Armand ist als Einziger in seinem Heimatort geblieben und versucht, das Familienrestaurant im Sinne des Vaters weiterzuführen. Seit jeher werden dort einfache Speisen für die weniger betuchte Kundschaft angeboten. Die Schauspielerin Angèle ist seit 20 Jahren nicht mehr ins Elternhaus zurückgekehrt. Ihre kleine Tochter ist damals während eines Besuchs bei den Großeltern unten im Hafen ertrunken, Angèle konnte das ihrem Vater nie verzeihen. An dessen Sterbebett tasten sich die Geschwister langsam wieder zueinander vor und stellen ihr festgefahrenes Leben infrage.

Für sein melancholisches Familienporträt "Das Haus am Meer" hat sich Robert Guédiguian die Kulisse einer gebrochenen Idylle ausgesucht.

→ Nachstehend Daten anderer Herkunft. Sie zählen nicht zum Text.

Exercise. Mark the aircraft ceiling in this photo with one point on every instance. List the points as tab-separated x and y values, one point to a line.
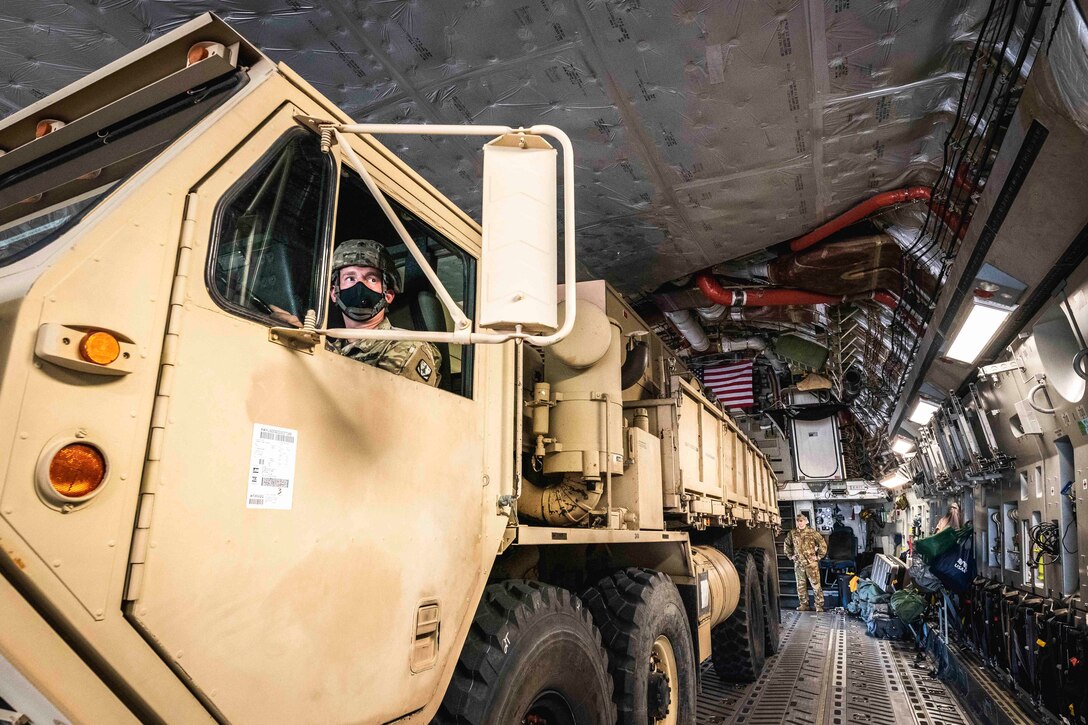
703	131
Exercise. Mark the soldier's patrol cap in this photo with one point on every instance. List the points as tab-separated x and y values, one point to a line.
368	253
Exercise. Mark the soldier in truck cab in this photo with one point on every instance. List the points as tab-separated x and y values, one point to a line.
365	281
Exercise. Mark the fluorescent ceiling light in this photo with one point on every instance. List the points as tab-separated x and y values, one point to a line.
893	480
983	322
923	412
902	445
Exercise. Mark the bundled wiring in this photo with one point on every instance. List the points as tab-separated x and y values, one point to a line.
996	517
1046	543
988	94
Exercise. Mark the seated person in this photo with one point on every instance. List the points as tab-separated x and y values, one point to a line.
365	282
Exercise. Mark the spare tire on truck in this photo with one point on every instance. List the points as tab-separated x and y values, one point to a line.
651	655
771	611
531	655
738	644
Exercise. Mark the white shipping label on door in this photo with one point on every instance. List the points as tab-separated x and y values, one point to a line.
271	467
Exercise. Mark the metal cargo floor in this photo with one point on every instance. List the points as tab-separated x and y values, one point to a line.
829	672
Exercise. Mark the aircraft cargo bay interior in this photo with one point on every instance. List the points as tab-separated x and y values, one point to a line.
544	363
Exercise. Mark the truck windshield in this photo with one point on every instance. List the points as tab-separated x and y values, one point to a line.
42	198
28	232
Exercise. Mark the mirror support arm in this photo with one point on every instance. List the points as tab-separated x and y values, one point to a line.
462	332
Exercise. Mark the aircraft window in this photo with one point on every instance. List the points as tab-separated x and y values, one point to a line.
268	257
417	305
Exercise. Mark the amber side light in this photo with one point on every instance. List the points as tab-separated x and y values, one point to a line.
76	470
99	347
46	126
197	53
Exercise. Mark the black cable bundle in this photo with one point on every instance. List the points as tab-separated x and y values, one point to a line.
1046	539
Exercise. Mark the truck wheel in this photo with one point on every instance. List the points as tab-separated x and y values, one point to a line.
532	655
647	638
738	644
771	613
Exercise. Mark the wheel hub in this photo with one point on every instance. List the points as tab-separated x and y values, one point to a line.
662	689
657	698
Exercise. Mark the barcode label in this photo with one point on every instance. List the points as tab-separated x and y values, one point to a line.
271	467
279	435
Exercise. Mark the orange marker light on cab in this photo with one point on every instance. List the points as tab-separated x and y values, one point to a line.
99	347
76	470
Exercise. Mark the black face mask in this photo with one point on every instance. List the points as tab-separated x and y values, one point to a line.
359	302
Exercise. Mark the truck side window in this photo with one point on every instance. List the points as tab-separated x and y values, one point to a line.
417	306
268	259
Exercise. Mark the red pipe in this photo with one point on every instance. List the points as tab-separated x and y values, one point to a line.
779	297
857	213
761	297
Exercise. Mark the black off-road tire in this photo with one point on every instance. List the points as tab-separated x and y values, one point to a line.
771	611
738	644
531	646
633	607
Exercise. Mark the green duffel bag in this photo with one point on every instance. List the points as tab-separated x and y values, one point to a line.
907	605
932	547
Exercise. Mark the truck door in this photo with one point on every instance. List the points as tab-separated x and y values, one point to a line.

In dem kleinen Küstenort nahe Marseille schmiegen sich die Häuser in die malerische Bucht. Die kleine Villa über dem Meer hat der Vater einst selbst gebaut in dem sicheren Gefühl, ein Stück Paradies zu erschaffen.

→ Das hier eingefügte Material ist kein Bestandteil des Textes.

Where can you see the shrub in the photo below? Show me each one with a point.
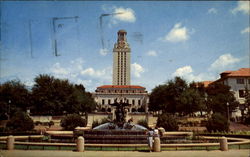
(104, 120)
(51, 123)
(217, 123)
(168, 122)
(247, 120)
(70, 122)
(95, 123)
(143, 123)
(38, 123)
(20, 122)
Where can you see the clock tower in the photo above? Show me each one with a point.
(121, 60)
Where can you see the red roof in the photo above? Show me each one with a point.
(206, 83)
(245, 72)
(121, 86)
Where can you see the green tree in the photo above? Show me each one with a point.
(13, 95)
(54, 97)
(217, 122)
(219, 96)
(191, 101)
(71, 121)
(168, 122)
(166, 97)
(143, 123)
(20, 122)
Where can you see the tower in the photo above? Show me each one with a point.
(121, 60)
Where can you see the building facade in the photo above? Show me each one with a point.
(135, 96)
(121, 60)
(121, 89)
(239, 82)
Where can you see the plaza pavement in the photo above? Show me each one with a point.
(38, 153)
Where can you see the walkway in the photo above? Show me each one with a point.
(38, 153)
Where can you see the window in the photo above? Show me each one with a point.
(241, 93)
(240, 81)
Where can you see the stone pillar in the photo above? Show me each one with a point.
(157, 144)
(223, 144)
(113, 113)
(80, 144)
(10, 142)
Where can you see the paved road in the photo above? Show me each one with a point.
(38, 153)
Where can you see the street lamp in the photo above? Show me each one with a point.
(228, 120)
(9, 110)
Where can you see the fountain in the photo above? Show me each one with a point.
(117, 131)
(119, 123)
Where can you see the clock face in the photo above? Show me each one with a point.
(121, 44)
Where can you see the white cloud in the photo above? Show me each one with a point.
(242, 6)
(125, 14)
(187, 73)
(246, 30)
(223, 62)
(212, 11)
(103, 52)
(58, 70)
(177, 34)
(151, 53)
(183, 71)
(76, 73)
(137, 69)
(119, 14)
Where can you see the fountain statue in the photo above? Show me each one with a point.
(119, 123)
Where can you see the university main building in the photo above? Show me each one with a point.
(121, 89)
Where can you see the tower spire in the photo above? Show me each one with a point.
(121, 60)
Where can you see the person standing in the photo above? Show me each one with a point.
(150, 139)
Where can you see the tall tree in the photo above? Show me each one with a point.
(13, 95)
(219, 96)
(167, 97)
(191, 101)
(54, 96)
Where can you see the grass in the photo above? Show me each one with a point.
(25, 147)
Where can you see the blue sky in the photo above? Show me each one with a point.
(194, 40)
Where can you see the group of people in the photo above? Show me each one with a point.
(152, 133)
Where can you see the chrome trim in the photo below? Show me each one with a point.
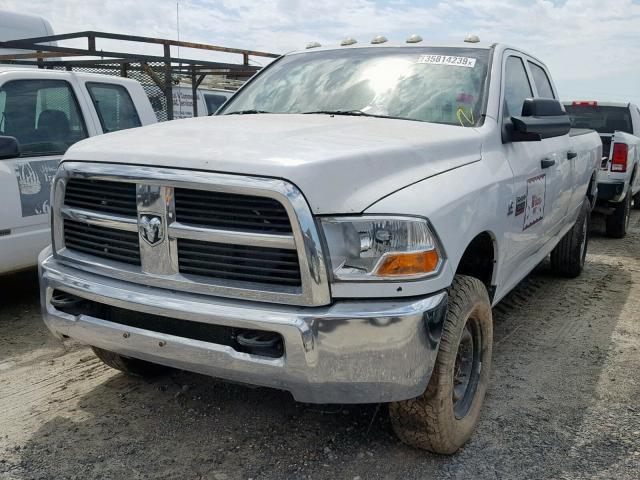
(348, 352)
(160, 263)
(180, 230)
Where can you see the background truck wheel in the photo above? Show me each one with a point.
(618, 221)
(567, 258)
(130, 366)
(443, 418)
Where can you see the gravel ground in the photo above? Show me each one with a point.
(564, 400)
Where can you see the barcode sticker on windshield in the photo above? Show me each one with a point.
(447, 60)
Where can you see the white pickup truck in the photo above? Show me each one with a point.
(42, 113)
(619, 175)
(340, 229)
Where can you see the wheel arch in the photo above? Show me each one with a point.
(480, 259)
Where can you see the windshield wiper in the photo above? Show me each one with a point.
(357, 113)
(247, 112)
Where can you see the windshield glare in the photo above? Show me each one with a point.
(439, 85)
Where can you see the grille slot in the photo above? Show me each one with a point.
(102, 196)
(103, 242)
(229, 211)
(271, 266)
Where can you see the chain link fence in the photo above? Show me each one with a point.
(136, 72)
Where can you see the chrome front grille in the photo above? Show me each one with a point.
(231, 212)
(109, 243)
(102, 196)
(226, 235)
(276, 266)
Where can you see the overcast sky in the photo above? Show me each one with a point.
(592, 47)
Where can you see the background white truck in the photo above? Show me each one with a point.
(42, 113)
(340, 229)
(618, 176)
(209, 101)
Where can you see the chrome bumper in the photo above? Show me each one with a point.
(348, 352)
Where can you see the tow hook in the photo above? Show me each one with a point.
(257, 342)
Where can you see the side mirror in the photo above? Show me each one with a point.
(9, 148)
(541, 118)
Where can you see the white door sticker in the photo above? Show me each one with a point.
(447, 60)
(536, 188)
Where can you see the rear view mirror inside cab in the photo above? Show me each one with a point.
(541, 118)
(9, 147)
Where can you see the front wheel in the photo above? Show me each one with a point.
(443, 418)
(568, 257)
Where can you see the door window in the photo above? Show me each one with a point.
(115, 108)
(541, 81)
(516, 87)
(43, 115)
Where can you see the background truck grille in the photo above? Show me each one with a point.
(238, 262)
(231, 212)
(109, 243)
(102, 196)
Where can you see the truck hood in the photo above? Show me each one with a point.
(341, 164)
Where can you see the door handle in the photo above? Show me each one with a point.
(546, 163)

Aber die goldenen Zeiten, in denen hier Sommergäste und Einheimische rauschende Feste feierten, sind nur noch Erinnerungen auf alten Schwarz-Weiß-Fotos und in grobkörnigen Rückblenden. Viele Bewohner haben den Ort verlassen. Die Angebote der Immobilienmakler, die Sommerhäuser für ihre Großstadtkunden suchten, waren zu verlockend. Die Alten, die blieben, können sich die Mieten nicht mehr leisten. Im Winter gleicht das einstige Paradies einer Geisterstadt. Am Hafen patrouilliert die Armee, auf der Suche nach Geflüchteten.

Guédiguian mischt diese äußeren Faktoren der Entseelung eines Ortes mit der ganz persönlichen Suche der Geschwister nach emotionaler Verortung. Daraus ist ein kluger, sensibler Film entstanden, der vom Verlieren, Suchen und Finden im letzten Lebensviertel erzählt und unverhofft im Tagespolitischen einen Moment tiefer Verbundenheit findet. (F/107 Min.)